A hypothesis linking mass extinctions with impact craters on the Earth considered signs of such showers has been controversial and the subject of arguments for more than 30 years.

A new published paper is adding more evidence by linking the ages of the craters with episodes of mass extinctions, including the disappearance of the dinosaurs.

The study has identified a cyclical pattern during those millions of years, with impact craters along with extinction episodes seeming to occur about every 26 million years, says Michael Rampino, a New York University geologist, and Ken Caldeira, a scientist in the Carnegie Institution's Department of Global Ecology.

That cycle may be tied to periodic movements of our sun and our solar system's planets through our galaxy's dense middle plane, they suggest.

That periodic movement may cause gravitational disturbances in the far-off Oort comet cloud on the outskirts of our solar system, sending a shower of comets into the inner solar system that then impact the Earth, they propose.

Newly-gathered data that gives more accurate estimates of the ages of impact craters on the Earth and of extinction events supports their hypothesis, they say.
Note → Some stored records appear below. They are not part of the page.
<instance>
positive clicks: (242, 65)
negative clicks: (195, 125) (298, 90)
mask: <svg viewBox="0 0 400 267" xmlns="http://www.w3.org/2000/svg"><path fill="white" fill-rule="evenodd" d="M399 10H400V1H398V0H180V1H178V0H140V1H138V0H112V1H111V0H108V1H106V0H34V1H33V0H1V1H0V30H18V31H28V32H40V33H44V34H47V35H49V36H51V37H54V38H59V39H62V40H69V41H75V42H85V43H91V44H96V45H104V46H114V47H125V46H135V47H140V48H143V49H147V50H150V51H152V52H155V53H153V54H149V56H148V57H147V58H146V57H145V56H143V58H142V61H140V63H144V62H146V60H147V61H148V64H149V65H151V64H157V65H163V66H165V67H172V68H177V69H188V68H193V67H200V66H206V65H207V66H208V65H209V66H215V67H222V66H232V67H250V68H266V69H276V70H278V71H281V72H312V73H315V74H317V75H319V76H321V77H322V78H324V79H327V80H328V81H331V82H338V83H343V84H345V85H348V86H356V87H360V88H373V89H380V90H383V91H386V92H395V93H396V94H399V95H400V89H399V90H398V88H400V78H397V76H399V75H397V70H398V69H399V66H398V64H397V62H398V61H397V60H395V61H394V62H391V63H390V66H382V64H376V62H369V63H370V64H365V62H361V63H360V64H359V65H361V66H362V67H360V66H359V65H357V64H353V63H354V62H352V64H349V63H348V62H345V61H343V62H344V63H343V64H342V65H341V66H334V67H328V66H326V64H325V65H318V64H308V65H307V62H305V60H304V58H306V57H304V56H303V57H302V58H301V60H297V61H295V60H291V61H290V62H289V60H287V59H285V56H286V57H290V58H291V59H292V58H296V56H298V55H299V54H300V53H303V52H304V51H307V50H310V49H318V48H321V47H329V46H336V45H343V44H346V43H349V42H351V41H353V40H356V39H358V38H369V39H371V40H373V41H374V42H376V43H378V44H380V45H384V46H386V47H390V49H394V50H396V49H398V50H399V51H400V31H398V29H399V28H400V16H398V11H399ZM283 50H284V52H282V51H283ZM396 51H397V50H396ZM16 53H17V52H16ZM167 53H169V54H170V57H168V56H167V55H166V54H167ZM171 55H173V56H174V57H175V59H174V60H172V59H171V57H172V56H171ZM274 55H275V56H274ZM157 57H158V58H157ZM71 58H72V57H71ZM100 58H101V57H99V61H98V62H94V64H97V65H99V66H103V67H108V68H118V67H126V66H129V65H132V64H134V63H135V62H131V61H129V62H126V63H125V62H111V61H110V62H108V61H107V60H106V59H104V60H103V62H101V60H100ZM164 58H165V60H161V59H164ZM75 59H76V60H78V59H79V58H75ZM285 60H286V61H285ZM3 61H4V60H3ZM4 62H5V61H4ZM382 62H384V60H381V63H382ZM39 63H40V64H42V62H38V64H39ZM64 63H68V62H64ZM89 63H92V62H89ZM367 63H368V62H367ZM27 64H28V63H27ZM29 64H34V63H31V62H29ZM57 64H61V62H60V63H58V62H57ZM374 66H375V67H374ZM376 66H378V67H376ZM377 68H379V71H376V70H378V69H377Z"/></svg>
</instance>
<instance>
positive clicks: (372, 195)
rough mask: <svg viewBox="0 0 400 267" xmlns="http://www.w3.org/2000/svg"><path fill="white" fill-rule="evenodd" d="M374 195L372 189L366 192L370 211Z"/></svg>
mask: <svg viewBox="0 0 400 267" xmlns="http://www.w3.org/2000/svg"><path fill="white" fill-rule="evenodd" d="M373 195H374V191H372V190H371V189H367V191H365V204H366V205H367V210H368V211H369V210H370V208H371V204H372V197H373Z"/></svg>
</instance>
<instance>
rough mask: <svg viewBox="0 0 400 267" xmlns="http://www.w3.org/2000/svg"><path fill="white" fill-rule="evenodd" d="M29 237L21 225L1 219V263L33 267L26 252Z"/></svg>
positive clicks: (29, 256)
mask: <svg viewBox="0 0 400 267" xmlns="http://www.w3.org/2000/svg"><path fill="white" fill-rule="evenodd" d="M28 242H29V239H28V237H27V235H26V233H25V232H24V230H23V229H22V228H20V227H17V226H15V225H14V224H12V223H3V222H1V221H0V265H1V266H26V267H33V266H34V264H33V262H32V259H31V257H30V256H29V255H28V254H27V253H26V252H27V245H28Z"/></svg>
"The correlation between the formation of these impacts and extinction events over the past 260 million years is striking and suggests a cause-and-effect relationship," Rampino says.

At least six mass life extinctions during the period studied can be correlated with episodes of increased impact cratering on the Earth, Rampino and Caldeira say.

In addition, five of the six largest single impact craters from the last 250 million years can be correlated with distinct extinction events, they say.

Those include the 110-mile wide Chicxulub impact structure off the Yucatan Peninsula, dating to around 65 million years ago — and to the mass extinction event that ushered dinosaurs off the face of the Earth.

"This cosmic cycle of death and destruction has without a doubt affected the history of life on our planet," Rampino says.

The study appears in the Monthly Notices of the Royal Astronomical Society.